Sucedeu-lhe Norberto Juvenal Pimentel da Costa, já barítono do Coro no tempo de Manuel Maria de Melo e, posteriormente, Luís Teves, também compositor e que ainda colabora com a Capela do Coro Alto.
Após a vinda do Monsenhor José Ribeiro Martins para a Matriz, em 1977, foi Mestre de Capela o Doutor José Carlos Rodrigues, precursor na Ilha da nova escola interpretativa trazida de Roma, para o Seminário, pelo Pe. José Silveira de Ávila, nos anos vinte, e aprofundada pelo Dr. Edmundo Machado de Oliveira, nos anos cinquenta, de quem foi aluno.
Entretanto, de acordo com o então dominante conceito generalista do chamado “espírito do concílio”, interrompeu-se a tradição coral sacra desta Capela, tendo então o seu maestro fundado, com outros antigos colegas de Seminário, o Orfeão Edmundo Machado de Oliveira, dedicado também ao tesouro artístico musical da Igreja.
Como na maior parte das Igrejas do País, passou a existir então um Grupo Coral, com cânticos mais acessíveis à aparente participação do Povo...
O Grupo Coral ficou desde o início a cargo do então jovem maestro Francisco José do Rego Botelho, o qual, nestas três décadas, foi solenizando o repertório do Coro, também graças às diversas acções de formação em que foi participando, tendo completado o curso de director de coro da Escola de Música Sacra do Centro Nacional de Pastoral Litúrgica, e graças a um reposicionamento que lentamente a Igreja portuguesa tem vindo a fazer mais solidificado na letra dos reais e oficiais documentos do Concílio e menos no tão virtual conceito de “espírito do concílio”.

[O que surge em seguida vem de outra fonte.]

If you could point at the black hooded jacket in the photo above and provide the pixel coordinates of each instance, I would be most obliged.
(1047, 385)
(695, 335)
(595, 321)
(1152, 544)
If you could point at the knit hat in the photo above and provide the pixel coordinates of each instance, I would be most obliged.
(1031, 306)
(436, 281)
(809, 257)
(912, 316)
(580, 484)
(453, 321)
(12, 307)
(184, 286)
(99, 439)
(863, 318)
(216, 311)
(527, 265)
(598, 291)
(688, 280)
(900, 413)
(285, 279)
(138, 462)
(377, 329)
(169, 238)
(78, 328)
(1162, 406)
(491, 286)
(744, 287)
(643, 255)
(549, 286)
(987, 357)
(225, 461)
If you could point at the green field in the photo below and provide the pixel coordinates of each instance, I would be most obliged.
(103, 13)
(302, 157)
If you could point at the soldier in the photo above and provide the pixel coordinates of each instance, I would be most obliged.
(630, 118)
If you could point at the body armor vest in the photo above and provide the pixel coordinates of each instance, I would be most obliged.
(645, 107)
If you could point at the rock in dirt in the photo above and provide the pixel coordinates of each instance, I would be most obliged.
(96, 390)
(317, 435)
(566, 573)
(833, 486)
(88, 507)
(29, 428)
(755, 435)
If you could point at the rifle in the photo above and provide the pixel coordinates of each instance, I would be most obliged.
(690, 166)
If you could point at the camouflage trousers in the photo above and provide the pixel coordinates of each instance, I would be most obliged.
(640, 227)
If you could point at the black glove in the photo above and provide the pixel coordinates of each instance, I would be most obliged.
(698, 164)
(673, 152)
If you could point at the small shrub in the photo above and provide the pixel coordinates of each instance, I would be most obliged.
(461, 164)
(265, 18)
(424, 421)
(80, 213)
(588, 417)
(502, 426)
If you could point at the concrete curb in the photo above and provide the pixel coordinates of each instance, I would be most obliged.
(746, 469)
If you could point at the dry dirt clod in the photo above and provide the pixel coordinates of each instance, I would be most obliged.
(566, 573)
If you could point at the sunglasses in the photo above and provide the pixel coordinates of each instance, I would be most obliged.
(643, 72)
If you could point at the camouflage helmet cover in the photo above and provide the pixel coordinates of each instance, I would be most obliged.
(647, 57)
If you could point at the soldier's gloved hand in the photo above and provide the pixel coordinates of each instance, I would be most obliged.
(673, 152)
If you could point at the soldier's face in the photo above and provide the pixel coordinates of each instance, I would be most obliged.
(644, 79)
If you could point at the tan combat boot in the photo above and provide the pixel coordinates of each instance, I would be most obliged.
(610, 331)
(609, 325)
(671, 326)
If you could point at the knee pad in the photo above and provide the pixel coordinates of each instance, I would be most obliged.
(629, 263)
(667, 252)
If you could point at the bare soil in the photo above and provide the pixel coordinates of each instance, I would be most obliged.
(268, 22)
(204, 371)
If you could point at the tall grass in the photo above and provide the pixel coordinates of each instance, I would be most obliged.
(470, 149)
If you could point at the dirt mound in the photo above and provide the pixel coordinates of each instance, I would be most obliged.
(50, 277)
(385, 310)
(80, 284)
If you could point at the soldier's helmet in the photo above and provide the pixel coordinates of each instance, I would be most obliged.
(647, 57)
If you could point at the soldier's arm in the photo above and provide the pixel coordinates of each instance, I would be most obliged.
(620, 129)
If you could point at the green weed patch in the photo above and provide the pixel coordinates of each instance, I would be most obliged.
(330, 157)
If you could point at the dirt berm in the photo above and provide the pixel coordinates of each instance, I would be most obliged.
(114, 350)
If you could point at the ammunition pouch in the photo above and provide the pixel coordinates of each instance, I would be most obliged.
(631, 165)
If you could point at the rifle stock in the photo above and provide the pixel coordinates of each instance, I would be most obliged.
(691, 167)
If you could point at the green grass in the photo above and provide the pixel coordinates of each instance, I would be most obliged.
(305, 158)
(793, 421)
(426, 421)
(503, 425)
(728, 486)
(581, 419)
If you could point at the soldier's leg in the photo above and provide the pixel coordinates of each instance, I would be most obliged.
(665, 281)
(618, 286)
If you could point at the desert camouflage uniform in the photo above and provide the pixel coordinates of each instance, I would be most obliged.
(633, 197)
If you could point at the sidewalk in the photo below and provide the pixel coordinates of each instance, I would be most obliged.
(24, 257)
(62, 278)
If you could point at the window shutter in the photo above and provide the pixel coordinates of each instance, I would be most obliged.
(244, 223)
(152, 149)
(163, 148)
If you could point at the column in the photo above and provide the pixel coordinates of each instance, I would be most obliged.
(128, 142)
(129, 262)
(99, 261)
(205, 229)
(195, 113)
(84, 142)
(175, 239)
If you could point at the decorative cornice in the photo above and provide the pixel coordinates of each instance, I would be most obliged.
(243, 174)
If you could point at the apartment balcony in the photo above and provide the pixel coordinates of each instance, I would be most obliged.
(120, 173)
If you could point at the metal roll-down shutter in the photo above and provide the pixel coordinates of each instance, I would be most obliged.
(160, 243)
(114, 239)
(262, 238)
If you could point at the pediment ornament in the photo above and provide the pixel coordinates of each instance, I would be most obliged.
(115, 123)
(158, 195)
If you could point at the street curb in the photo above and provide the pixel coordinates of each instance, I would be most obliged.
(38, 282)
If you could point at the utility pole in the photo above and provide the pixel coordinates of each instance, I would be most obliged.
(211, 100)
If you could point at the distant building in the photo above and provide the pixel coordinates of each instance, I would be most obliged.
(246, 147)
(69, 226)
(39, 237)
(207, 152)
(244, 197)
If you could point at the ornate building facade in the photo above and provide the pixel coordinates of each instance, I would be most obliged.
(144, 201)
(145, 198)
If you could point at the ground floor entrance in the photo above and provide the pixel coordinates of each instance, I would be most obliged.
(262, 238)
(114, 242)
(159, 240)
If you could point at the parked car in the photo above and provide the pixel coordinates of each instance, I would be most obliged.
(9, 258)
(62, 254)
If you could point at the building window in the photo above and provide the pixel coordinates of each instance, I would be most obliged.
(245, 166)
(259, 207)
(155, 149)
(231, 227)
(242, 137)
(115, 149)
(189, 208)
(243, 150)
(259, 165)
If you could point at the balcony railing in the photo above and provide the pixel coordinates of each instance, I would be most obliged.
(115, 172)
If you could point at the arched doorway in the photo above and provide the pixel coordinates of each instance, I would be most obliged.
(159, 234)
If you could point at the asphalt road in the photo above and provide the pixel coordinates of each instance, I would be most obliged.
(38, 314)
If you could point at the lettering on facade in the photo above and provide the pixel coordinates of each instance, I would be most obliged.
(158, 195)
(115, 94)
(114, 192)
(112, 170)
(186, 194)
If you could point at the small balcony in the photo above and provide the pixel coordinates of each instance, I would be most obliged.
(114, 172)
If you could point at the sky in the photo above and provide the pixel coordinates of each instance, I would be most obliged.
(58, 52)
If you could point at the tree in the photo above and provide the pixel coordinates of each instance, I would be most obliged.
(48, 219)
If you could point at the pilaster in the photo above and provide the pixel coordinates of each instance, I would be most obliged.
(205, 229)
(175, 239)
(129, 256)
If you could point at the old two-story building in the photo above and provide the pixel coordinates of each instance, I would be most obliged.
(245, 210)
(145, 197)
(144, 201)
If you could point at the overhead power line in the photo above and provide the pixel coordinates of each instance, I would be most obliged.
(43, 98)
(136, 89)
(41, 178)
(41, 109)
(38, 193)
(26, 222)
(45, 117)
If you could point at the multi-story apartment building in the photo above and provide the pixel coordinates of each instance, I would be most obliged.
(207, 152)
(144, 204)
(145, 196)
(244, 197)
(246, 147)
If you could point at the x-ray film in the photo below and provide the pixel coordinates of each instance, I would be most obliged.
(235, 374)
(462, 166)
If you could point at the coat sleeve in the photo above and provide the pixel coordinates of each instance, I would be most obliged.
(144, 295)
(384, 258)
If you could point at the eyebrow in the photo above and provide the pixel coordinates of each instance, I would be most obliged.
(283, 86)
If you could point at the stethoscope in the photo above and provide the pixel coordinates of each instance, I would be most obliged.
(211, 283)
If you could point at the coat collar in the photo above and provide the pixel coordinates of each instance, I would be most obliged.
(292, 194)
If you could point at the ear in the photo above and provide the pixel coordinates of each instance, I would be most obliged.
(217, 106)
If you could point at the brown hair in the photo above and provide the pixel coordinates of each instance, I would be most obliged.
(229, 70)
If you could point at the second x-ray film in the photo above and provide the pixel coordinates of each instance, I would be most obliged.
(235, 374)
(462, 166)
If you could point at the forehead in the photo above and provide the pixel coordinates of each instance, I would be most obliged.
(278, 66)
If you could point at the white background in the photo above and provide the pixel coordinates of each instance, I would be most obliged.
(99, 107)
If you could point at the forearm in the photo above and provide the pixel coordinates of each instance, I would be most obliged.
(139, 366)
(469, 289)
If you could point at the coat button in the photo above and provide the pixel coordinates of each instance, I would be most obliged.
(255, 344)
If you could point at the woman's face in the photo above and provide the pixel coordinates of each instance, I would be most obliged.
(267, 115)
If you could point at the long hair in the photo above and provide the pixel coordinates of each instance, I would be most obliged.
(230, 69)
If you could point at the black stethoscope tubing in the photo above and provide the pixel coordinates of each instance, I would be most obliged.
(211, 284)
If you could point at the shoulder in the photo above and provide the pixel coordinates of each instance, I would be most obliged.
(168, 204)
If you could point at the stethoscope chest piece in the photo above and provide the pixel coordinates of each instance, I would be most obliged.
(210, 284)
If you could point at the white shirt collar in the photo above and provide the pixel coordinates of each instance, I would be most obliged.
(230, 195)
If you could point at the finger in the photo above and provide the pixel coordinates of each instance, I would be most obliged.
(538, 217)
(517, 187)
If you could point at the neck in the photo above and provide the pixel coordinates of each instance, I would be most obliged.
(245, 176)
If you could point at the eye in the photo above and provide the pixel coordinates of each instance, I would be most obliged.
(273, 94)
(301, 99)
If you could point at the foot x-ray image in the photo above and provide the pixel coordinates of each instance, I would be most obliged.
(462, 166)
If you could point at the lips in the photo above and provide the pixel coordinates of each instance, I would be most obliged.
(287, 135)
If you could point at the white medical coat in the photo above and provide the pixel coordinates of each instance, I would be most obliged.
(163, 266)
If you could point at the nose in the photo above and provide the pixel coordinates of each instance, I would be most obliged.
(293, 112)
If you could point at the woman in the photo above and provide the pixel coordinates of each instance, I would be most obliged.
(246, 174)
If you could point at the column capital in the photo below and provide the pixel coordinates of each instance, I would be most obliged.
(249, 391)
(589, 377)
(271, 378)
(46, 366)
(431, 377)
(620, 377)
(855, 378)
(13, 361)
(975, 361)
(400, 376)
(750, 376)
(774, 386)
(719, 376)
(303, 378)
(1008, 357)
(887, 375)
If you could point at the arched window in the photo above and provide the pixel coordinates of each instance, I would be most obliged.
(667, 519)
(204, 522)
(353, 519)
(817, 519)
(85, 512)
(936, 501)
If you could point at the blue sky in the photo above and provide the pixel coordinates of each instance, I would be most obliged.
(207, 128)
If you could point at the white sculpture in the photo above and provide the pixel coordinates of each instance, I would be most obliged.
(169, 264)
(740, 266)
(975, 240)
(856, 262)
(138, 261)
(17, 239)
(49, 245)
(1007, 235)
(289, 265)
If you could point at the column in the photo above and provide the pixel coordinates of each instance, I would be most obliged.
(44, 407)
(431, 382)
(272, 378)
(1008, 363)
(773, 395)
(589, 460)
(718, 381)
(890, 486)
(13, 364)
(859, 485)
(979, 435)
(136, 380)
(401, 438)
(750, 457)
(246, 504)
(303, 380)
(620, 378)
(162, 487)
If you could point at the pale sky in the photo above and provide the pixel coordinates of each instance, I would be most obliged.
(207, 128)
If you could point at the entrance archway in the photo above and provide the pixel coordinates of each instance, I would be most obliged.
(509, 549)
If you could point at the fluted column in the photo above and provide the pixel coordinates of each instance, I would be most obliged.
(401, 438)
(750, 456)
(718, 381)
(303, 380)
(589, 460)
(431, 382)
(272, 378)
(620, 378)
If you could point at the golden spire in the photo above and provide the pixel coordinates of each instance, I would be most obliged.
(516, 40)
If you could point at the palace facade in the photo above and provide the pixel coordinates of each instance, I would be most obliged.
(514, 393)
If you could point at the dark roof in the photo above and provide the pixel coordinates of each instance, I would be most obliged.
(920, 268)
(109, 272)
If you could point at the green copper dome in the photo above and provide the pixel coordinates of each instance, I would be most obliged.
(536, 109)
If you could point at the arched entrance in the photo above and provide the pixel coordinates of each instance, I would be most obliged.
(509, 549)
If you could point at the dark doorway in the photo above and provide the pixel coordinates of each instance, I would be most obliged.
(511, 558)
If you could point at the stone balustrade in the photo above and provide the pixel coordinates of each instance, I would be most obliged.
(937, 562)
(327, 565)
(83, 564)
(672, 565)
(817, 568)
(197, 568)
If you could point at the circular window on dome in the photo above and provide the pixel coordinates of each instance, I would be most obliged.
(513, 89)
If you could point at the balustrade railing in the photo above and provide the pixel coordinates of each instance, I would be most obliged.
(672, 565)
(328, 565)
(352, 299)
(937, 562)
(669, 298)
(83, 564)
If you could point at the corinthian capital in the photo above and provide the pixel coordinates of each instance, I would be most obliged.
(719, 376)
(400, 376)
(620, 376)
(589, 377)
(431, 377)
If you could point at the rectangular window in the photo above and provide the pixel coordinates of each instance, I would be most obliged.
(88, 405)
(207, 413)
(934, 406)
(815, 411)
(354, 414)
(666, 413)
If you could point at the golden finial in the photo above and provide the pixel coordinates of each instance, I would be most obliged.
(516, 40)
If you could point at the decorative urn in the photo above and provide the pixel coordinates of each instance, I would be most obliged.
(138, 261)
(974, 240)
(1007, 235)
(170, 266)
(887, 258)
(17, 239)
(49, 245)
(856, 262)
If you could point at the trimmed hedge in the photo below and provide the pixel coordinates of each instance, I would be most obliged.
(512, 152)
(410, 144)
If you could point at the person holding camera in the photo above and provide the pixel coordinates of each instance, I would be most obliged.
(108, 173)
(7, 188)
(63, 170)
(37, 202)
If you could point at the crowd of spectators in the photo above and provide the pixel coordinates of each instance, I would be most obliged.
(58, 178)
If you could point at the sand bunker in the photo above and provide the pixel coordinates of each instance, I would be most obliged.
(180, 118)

O Coro Litúrgico anima habitualmente a Missa Paroquial do Meio-Dia.
A 7 de Outubro de 2007, dia de Nª Sr.ª do Rosário, visando solenizar a Missa Dominical das Cinco horas, na Igreja Mãe de Ponta Delgada, a qual é participada por muitos fiéis de visita à cidade, foi criado um pequeno Coro, em forma de Capela, cantando no Coro Alto, acompanhado dominicalmente pelo Órgão de Tubos e violino, nesse emblemático espaço litúrgico, onde, durante séculos, floresceu a melhor tradição coral da cidade e da Ilha.
É seu Mestre de Capela Paulo Domingos Alves de Albergaria Botelho de Gusmão, Advogado, cantor e organista nesta Igreja desde 1987, então com 12 anos.
É Organista nas Festas a Titular da Matriz, Dr.ª Ana Paula Andrade Constância, distinta Professora e Directora do Conservatório Regional de Ponta Delgada, e, dominicalmente, o dedicado jovem Frederico Costa, aluno de Órgão da Profª Cristiana Spadaro. É violinista João Costa, artista de talento e promissor músico.
A Capela do Coro Alto da Matriz de Ponta Delgada é composta por vinte elementos, a maior parte com formação musical, os quais, empenhadamente, procuram contribuir para a solenidade, brilho e espiritualidade na liturgia.